Q: What is the ultimate goal of Swarm? Is it just to manage containers? Have you considered improving resource utilization, will you do elastic scaling of resources, and finally increase the load of all machines to prevent some low load or empty load from wasting resources?
A: Auto-scaling capability, I personally feel that it may be achieved through Compose later. If you are interested, you can submit a proposal in the Swarm community.

Q: Is the selection of nodes by Swarm customizable, which refers to the selection of strategies.
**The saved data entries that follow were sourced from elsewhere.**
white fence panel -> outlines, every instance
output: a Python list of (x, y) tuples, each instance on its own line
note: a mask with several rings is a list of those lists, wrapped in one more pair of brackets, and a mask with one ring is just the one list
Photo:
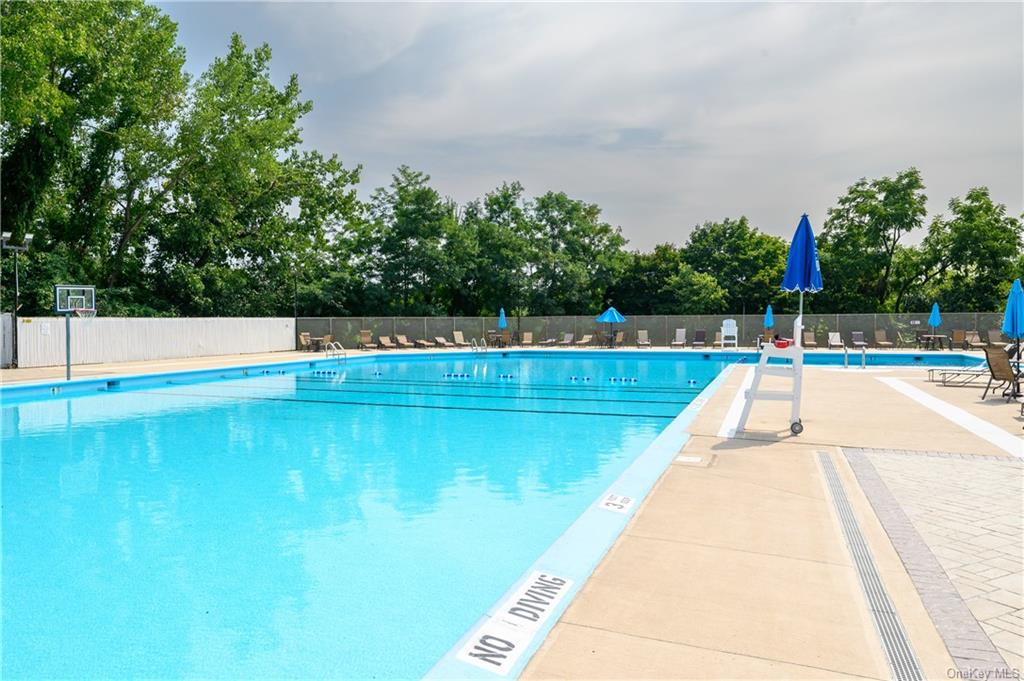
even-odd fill
[[(71, 319), (71, 363), (132, 362), (295, 349), (295, 320), (249, 317)], [(64, 318), (18, 319), (18, 365), (64, 363)]]
[(14, 324), (10, 312), (0, 314), (0, 367), (11, 366), (14, 353)]

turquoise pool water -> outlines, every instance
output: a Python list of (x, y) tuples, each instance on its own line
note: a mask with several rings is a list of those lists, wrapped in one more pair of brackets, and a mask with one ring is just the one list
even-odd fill
[(726, 361), (395, 357), (6, 392), (3, 677), (419, 677)]

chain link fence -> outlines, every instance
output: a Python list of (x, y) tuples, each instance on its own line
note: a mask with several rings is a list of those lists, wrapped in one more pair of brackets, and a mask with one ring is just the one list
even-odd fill
[[(864, 334), (865, 341), (872, 347), (884, 340), (894, 347), (910, 348), (918, 345), (919, 335), (932, 333), (928, 316), (927, 312), (806, 314), (804, 331), (814, 335), (819, 347), (827, 346), (830, 333), (838, 332), (843, 341), (850, 344), (854, 332), (858, 332)], [(670, 345), (677, 329), (686, 329), (687, 346), (696, 332), (703, 330), (707, 345), (711, 347), (726, 319), (736, 320), (740, 346), (755, 346), (757, 338), (765, 331), (763, 315), (632, 315), (627, 316), (626, 323), (615, 324), (612, 330), (624, 332), (627, 346), (635, 346), (637, 332), (646, 331), (651, 345), (662, 347)], [(775, 315), (774, 333), (791, 336), (795, 320), (796, 315)], [(607, 344), (609, 340), (609, 326), (598, 324), (592, 316), (509, 317), (507, 322), (514, 344), (531, 336), (535, 345), (548, 340), (561, 342), (566, 334), (571, 334), (574, 341), (590, 334), (594, 345)], [(997, 312), (943, 312), (942, 326), (935, 333), (959, 339), (962, 337), (959, 332), (977, 332), (986, 342), (990, 340), (990, 331), (994, 330), (994, 337), (1001, 342), (1006, 340), (998, 331), (1001, 325), (1002, 314)], [(410, 342), (433, 341), (438, 336), (451, 341), (456, 331), (462, 332), (467, 343), (474, 339), (492, 342), (500, 333), (497, 317), (300, 317), (295, 320), (295, 330), (296, 334), (308, 333), (313, 338), (330, 336), (347, 348), (359, 344), (360, 331), (364, 330), (370, 332), (374, 341), (380, 336), (394, 340), (396, 335), (404, 335)]]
I feel that only these three are not powerful enough?
A: Yes, you can implement the corresponding API according to your own characteristics.

Q: How to call Swarm API and adjust Docker API security authentication with Swarm?
A: The security part implements communication security and authentication through the SSL protocol, and supports communication security between Swarm externally (such as with Client), and also supports communication security between Swarm and Docker Engine.

Q: How does Swarm link across nodes?
A: Cross-node support is not currently supported. If link is used, the created container and the linked container will be scheduled on the same node.

Q: Swarm's scheduling system is also in the form of plug-ins? Can Mesos' resource scheduling be used?
A: The Swarm scheduler is in the form of a plug-in. Mesos adopts a two-layer scheduling framework. In the first layer, Mesos reports resources that conform to the framework to the framework, and in the second layer, the scheduler of the framework (swarm) itself allocates resources to tasks.

Q: How is Swarm IP managed? Are each node under Swarm dynamically allocated IP?
A: The current network part is still using docker-engine's own capabilities. It will be integrated with libnetwork in the future. The specific management is under discussion.

Q: Does swarm support scheduling based on docker tags?
A: Yes, through the Constraints Filter.

Q: Are there other plans or considerations for network integration in addition to libnetwork?
A: libnetwork itself also provides a plugin mechanism, personal understanding, and good integration with other network projects.